A rise in the interest rates on bank deposits is typically a good thing whenever the repo rate rises. Experts claim that consumers who have short and medium-term investments, like fixed deposits and savings, might benefit from higher rates because they will receive higher returns from their investments based on how banking institutions accept the fresh interest rate increase.
The dissemination of the interest rate increase could, however, be a little slower. Additionally, it is anticipated that banks will eventually raise interest rates on deposits.
Investors in mutual funds, particularly those who invest in debt mutual funds, should exercise caution in light of the RBI's recent increase in the repo rate. Toughening interest rates can stifle investor confidence in the debt and stock markets.
Rate increases typically have an immediate effect on debt mutual funds, particularly long-duration bond funds. This is because bond prices decline as yield increases, which lowers the return on debt investments.
Due to this, debt investors are compelled to withdraw their funds from the martor to wait for the bond price to increase and increase their profits. Debt funds may therefore experience short to medium-term volatility.
For such individuals having savings and fixed deposits, higher rates are advantageous.

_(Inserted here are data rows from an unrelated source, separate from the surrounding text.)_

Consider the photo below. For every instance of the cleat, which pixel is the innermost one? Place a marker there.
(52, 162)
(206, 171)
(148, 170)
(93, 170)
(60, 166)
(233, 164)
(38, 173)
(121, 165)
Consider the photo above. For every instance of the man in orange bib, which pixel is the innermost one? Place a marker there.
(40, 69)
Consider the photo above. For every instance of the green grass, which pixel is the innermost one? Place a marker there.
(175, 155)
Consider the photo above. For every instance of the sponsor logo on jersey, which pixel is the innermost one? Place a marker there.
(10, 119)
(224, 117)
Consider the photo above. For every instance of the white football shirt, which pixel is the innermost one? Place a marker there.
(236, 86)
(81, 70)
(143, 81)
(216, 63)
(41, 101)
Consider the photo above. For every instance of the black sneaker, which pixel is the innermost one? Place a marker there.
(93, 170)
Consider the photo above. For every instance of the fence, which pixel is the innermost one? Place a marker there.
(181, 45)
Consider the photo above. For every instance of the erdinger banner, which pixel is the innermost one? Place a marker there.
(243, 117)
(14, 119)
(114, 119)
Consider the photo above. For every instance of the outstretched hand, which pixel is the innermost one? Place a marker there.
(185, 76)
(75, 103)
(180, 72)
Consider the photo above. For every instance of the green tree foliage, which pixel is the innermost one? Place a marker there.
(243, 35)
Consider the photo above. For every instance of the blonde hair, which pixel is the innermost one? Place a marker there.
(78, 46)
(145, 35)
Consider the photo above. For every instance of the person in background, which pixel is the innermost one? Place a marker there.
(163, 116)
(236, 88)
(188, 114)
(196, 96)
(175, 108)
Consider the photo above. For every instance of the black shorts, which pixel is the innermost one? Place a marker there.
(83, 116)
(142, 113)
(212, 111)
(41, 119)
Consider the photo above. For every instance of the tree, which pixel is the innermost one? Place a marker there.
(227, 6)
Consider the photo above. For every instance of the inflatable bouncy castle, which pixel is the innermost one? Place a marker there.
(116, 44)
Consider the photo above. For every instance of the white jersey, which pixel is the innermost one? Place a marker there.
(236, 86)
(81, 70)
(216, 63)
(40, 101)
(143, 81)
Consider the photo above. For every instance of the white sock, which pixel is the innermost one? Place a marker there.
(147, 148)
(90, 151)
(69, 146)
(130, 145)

Over the past few years, the RBI has increased rates a few times, including one unexpected increase of 140 basis points that brought the benchmark repo rate to 5.40%.
People are discouraged from making large purchases when borrowing costs rise, which reduces the demand for goods and services. This messes up the supply and demand chains, say experts.
With elevated borrowing costs and limited liquidity, fewer goods and services might be purchased negatively, affecting demands and requirements. Therefore, numerous goods and services might sea price increase and eventually become out of reach for the less fortunate sections of society.
The experts do, nevertheless, contend that as inflation begins to moderate in the medium term, the average person will benefit from increased consumption capacity.